Помимо шахтёров канареек часто использовали горноспасатели, спускавшиеся в аварийные шахты. С их помощью они обнаруживали загазованные выработки, чтобы перенаправить туда воздушную струю. При этом птички не обязательно погибали. Вынесенные на свежий воздух, они приходили в себя и использовались повторно. Позже стали применяться специальные безопасные клетки. При обнаружении газа они герметично закрывались, а внутрь пускался кислород, что позволяло канарейке выжить.

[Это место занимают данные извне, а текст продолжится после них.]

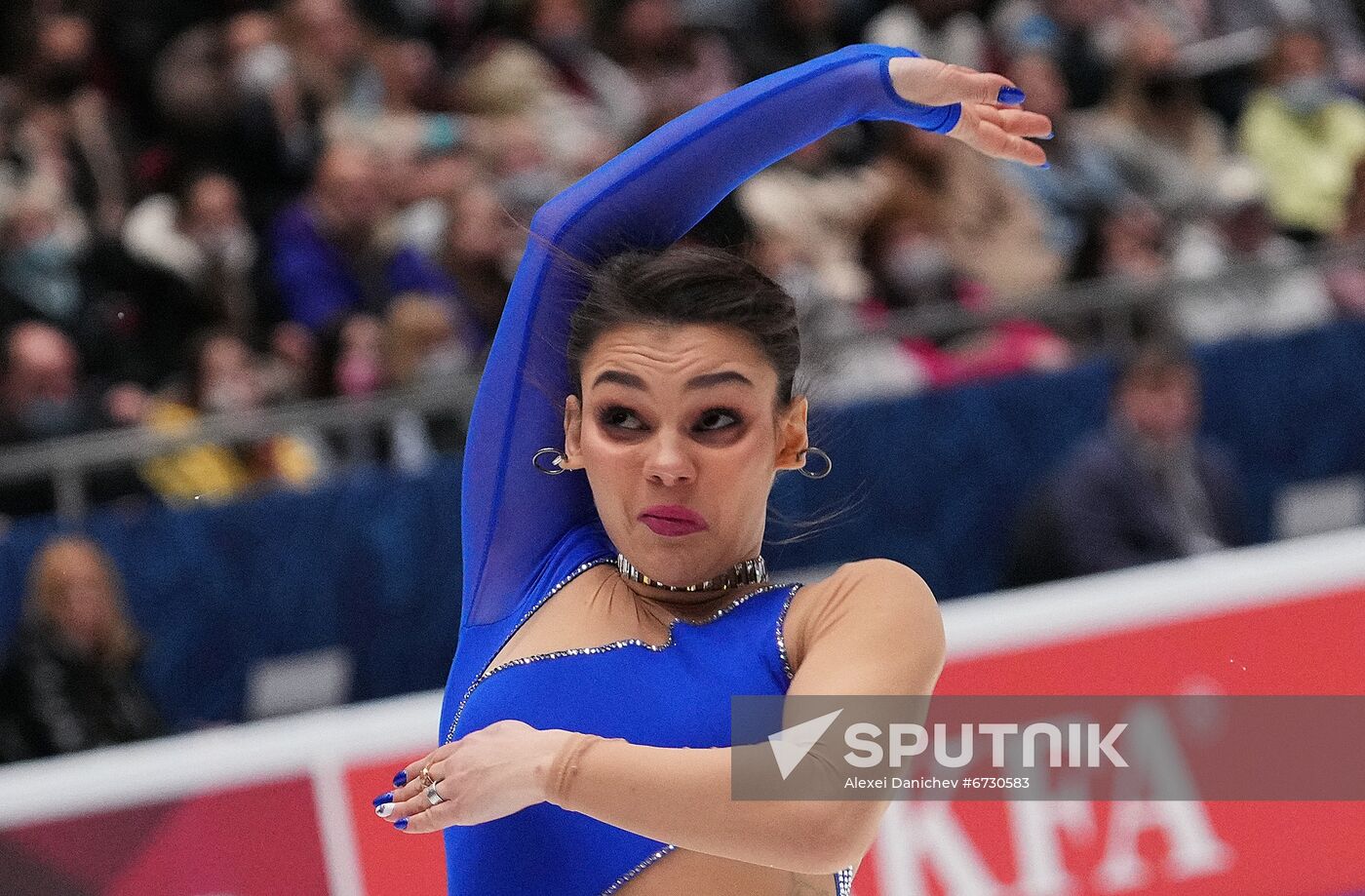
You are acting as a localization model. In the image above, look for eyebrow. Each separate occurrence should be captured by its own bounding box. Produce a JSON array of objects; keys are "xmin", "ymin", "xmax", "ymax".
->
[{"xmin": 593, "ymin": 370, "xmax": 754, "ymax": 389}]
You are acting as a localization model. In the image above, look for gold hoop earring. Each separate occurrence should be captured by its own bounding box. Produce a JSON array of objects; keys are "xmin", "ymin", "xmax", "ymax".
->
[
  {"xmin": 531, "ymin": 448, "xmax": 569, "ymax": 476},
  {"xmin": 796, "ymin": 447, "xmax": 834, "ymax": 480}
]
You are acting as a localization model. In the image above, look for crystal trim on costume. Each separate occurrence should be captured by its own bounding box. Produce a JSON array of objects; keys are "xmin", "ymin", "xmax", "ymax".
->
[
  {"xmin": 777, "ymin": 582, "xmax": 801, "ymax": 684},
  {"xmin": 602, "ymin": 842, "xmax": 677, "ymax": 896},
  {"xmin": 445, "ymin": 558, "xmax": 786, "ymax": 743},
  {"xmin": 777, "ymin": 582, "xmax": 857, "ymax": 896}
]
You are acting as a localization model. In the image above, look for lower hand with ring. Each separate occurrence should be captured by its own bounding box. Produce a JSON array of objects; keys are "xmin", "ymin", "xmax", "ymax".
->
[{"xmin": 374, "ymin": 719, "xmax": 573, "ymax": 834}]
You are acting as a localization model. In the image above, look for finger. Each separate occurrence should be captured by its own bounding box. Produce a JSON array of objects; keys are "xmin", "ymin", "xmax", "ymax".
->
[
  {"xmin": 976, "ymin": 105, "xmax": 1052, "ymax": 136},
  {"xmin": 949, "ymin": 122, "xmax": 1047, "ymax": 166},
  {"xmin": 887, "ymin": 56, "xmax": 1024, "ymax": 105},
  {"xmin": 395, "ymin": 803, "xmax": 450, "ymax": 834},
  {"xmin": 942, "ymin": 65, "xmax": 1024, "ymax": 105},
  {"xmin": 374, "ymin": 786, "xmax": 445, "ymax": 831},
  {"xmin": 374, "ymin": 742, "xmax": 457, "ymax": 806}
]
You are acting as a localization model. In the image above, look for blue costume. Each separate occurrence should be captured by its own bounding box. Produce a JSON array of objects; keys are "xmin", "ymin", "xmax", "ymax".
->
[{"xmin": 440, "ymin": 45, "xmax": 961, "ymax": 896}]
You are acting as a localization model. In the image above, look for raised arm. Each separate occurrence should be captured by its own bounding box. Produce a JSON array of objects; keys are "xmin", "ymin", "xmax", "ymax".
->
[{"xmin": 461, "ymin": 44, "xmax": 1048, "ymax": 627}]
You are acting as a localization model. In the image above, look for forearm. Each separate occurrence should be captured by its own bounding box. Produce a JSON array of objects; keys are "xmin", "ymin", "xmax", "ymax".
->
[{"xmin": 546, "ymin": 733, "xmax": 881, "ymax": 875}]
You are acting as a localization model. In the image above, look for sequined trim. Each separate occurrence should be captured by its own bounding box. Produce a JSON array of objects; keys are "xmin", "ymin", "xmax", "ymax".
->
[
  {"xmin": 602, "ymin": 842, "xmax": 677, "ymax": 896},
  {"xmin": 445, "ymin": 558, "xmax": 788, "ymax": 743},
  {"xmin": 445, "ymin": 558, "xmax": 611, "ymax": 743},
  {"xmin": 777, "ymin": 582, "xmax": 857, "ymax": 896},
  {"xmin": 777, "ymin": 582, "xmax": 801, "ymax": 684}
]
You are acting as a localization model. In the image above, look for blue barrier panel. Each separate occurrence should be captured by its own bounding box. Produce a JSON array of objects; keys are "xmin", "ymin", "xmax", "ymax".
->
[{"xmin": 0, "ymin": 321, "xmax": 1365, "ymax": 726}]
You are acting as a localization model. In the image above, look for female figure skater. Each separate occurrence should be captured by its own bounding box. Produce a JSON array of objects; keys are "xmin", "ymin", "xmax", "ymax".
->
[{"xmin": 375, "ymin": 45, "xmax": 1051, "ymax": 896}]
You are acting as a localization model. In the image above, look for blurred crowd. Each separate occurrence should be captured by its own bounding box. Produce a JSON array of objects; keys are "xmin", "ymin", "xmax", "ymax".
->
[{"xmin": 0, "ymin": 0, "xmax": 1365, "ymax": 515}]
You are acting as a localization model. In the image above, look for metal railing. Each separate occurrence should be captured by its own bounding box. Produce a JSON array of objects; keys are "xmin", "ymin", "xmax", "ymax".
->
[
  {"xmin": 0, "ymin": 372, "xmax": 479, "ymax": 519},
  {"xmin": 0, "ymin": 234, "xmax": 1365, "ymax": 519}
]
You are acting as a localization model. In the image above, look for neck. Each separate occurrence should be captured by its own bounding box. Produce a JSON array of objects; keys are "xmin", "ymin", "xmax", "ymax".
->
[{"xmin": 617, "ymin": 555, "xmax": 768, "ymax": 616}]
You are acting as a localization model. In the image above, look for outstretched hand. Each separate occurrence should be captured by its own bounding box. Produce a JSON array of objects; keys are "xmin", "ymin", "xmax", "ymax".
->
[{"xmin": 888, "ymin": 56, "xmax": 1052, "ymax": 166}]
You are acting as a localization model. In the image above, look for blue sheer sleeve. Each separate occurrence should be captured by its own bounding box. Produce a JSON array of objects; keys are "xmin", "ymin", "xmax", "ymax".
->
[{"xmin": 461, "ymin": 44, "xmax": 961, "ymax": 628}]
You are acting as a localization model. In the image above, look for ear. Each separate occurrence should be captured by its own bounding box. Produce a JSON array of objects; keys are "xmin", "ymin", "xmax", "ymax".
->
[
  {"xmin": 564, "ymin": 395, "xmax": 583, "ymax": 470},
  {"xmin": 775, "ymin": 395, "xmax": 811, "ymax": 470}
]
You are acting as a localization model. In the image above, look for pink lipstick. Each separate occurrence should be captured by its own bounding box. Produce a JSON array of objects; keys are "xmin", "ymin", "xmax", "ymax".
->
[{"xmin": 639, "ymin": 504, "xmax": 707, "ymax": 537}]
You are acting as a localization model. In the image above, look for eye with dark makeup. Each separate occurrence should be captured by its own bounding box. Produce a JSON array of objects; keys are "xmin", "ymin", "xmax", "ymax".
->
[{"xmin": 598, "ymin": 405, "xmax": 744, "ymax": 433}]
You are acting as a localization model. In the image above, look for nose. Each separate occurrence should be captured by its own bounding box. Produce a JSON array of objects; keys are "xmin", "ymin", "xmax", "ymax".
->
[{"xmin": 644, "ymin": 433, "xmax": 696, "ymax": 487}]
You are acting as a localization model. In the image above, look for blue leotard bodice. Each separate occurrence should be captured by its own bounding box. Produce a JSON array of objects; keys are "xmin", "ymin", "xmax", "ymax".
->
[{"xmin": 440, "ymin": 44, "xmax": 959, "ymax": 896}]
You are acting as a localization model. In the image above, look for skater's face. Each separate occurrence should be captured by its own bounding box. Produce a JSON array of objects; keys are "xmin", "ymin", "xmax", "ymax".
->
[{"xmin": 564, "ymin": 324, "xmax": 808, "ymax": 585}]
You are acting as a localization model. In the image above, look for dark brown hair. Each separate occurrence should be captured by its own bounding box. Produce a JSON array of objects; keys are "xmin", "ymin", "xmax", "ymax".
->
[{"xmin": 566, "ymin": 246, "xmax": 801, "ymax": 409}]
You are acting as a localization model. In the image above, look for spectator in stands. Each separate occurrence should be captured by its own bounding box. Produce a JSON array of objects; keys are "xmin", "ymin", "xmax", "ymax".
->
[
  {"xmin": 1241, "ymin": 27, "xmax": 1365, "ymax": 242},
  {"xmin": 1071, "ymin": 18, "xmax": 1250, "ymax": 215},
  {"xmin": 863, "ymin": 0, "xmax": 988, "ymax": 71},
  {"xmin": 736, "ymin": 136, "xmax": 897, "ymax": 302},
  {"xmin": 1170, "ymin": 171, "xmax": 1335, "ymax": 341},
  {"xmin": 0, "ymin": 177, "xmax": 86, "ymax": 334},
  {"xmin": 383, "ymin": 295, "xmax": 470, "ymax": 473},
  {"xmin": 142, "ymin": 331, "xmax": 327, "ymax": 504},
  {"xmin": 272, "ymin": 144, "xmax": 450, "ymax": 331},
  {"xmin": 437, "ymin": 180, "xmax": 526, "ymax": 355},
  {"xmin": 123, "ymin": 173, "xmax": 258, "ymax": 338},
  {"xmin": 0, "ymin": 535, "xmax": 167, "ymax": 762},
  {"xmin": 601, "ymin": 0, "xmax": 742, "ymax": 129},
  {"xmin": 1327, "ymin": 159, "xmax": 1365, "ymax": 317},
  {"xmin": 18, "ymin": 15, "xmax": 129, "ymax": 235},
  {"xmin": 0, "ymin": 321, "xmax": 99, "ymax": 446},
  {"xmin": 1051, "ymin": 344, "xmax": 1248, "ymax": 575},
  {"xmin": 0, "ymin": 321, "xmax": 146, "ymax": 519},
  {"xmin": 881, "ymin": 127, "xmax": 1066, "ymax": 310},
  {"xmin": 1000, "ymin": 52, "xmax": 1127, "ymax": 259}
]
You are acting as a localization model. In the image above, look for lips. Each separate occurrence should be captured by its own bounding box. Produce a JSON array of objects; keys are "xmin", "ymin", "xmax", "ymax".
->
[{"xmin": 639, "ymin": 504, "xmax": 707, "ymax": 537}]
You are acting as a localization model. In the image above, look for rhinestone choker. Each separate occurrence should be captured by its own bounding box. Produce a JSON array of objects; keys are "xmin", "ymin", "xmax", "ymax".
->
[{"xmin": 615, "ymin": 553, "xmax": 767, "ymax": 592}]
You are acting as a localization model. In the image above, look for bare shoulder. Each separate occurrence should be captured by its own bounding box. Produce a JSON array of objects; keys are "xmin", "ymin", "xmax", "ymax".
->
[{"xmin": 784, "ymin": 558, "xmax": 942, "ymax": 668}]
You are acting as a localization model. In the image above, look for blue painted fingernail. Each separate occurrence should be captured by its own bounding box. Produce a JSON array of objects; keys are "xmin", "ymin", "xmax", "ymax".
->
[{"xmin": 999, "ymin": 85, "xmax": 1024, "ymax": 105}]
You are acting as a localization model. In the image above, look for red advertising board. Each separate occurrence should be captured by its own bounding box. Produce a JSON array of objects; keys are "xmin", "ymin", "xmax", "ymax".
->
[{"xmin": 854, "ymin": 587, "xmax": 1365, "ymax": 896}]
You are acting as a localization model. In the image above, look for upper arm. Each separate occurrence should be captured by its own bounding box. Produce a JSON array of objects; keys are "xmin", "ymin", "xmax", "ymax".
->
[
  {"xmin": 788, "ymin": 559, "xmax": 946, "ymax": 695},
  {"xmin": 461, "ymin": 45, "xmax": 956, "ymax": 626},
  {"xmin": 784, "ymin": 559, "xmax": 945, "ymax": 866}
]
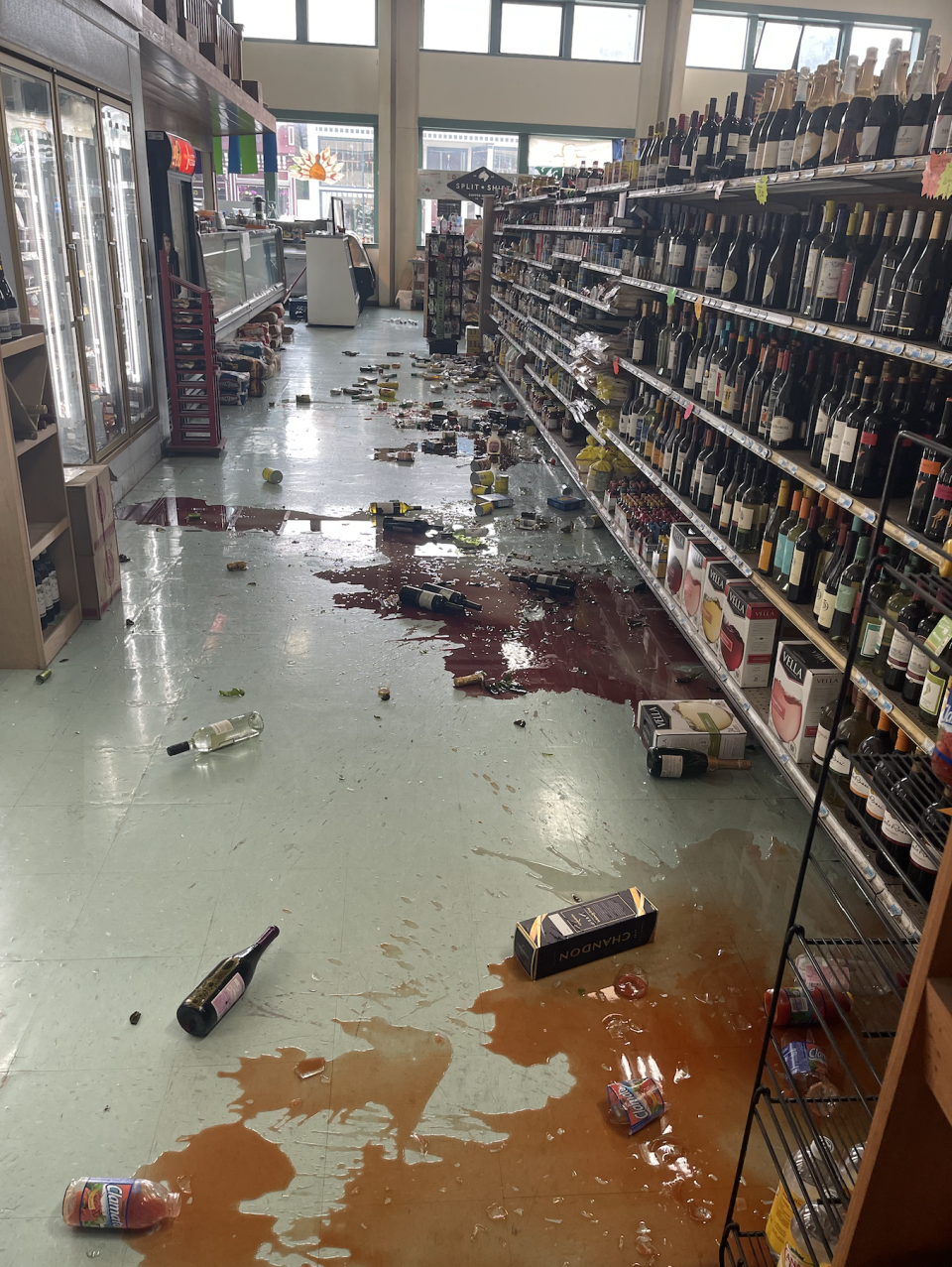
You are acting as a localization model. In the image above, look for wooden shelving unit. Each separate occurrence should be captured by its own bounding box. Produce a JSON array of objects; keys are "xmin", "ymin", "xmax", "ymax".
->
[{"xmin": 0, "ymin": 328, "xmax": 82, "ymax": 669}]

Даже в наши дни ещё не существует прибора, так же тонко и быстро реагирующего на присутствие газа, как организм канарейки.
***
Сделала кусок блока примечаний. Остаётся уже какая-то сущая ерунда, буквально дюжина разворотов. В июне выложить законченный полнотекст уже явно не получится, но во всяком случае этим летом - да.
Васту-шастра меня сходу не вдохновила, так что я отказалась от идеи штудировать мануал, дальше будет сразу медицина.
Принялась для начала за "Основы физиологии человека" Агаджаняна. Вдумчиво читаю про потенциал действия, пейсмекеры, синаптическую щель и медитаторы. Вспомнила юность. Поди ж ты, со второго круга это гораздо лучше воспринимается.
КС 90/200
И ещё одну штуку поняла: хотя состояние здоровья - это в основном функция обращения с телом, вечная молодость - это прежде всего состояние души.
ВК 20/27
Списалась с Юрой насчёт литературы, он слегка поиздевался, однако всё-таки выкатил список дисциплин, учебники по которым имеет смысл почитать для приобщения к тайному медицинскому знанию. С ужасом подозреваю, что эта тема захавает меня на ближайшие пару-тройку лет.
Перевела будильник на половину шестого, попробую так.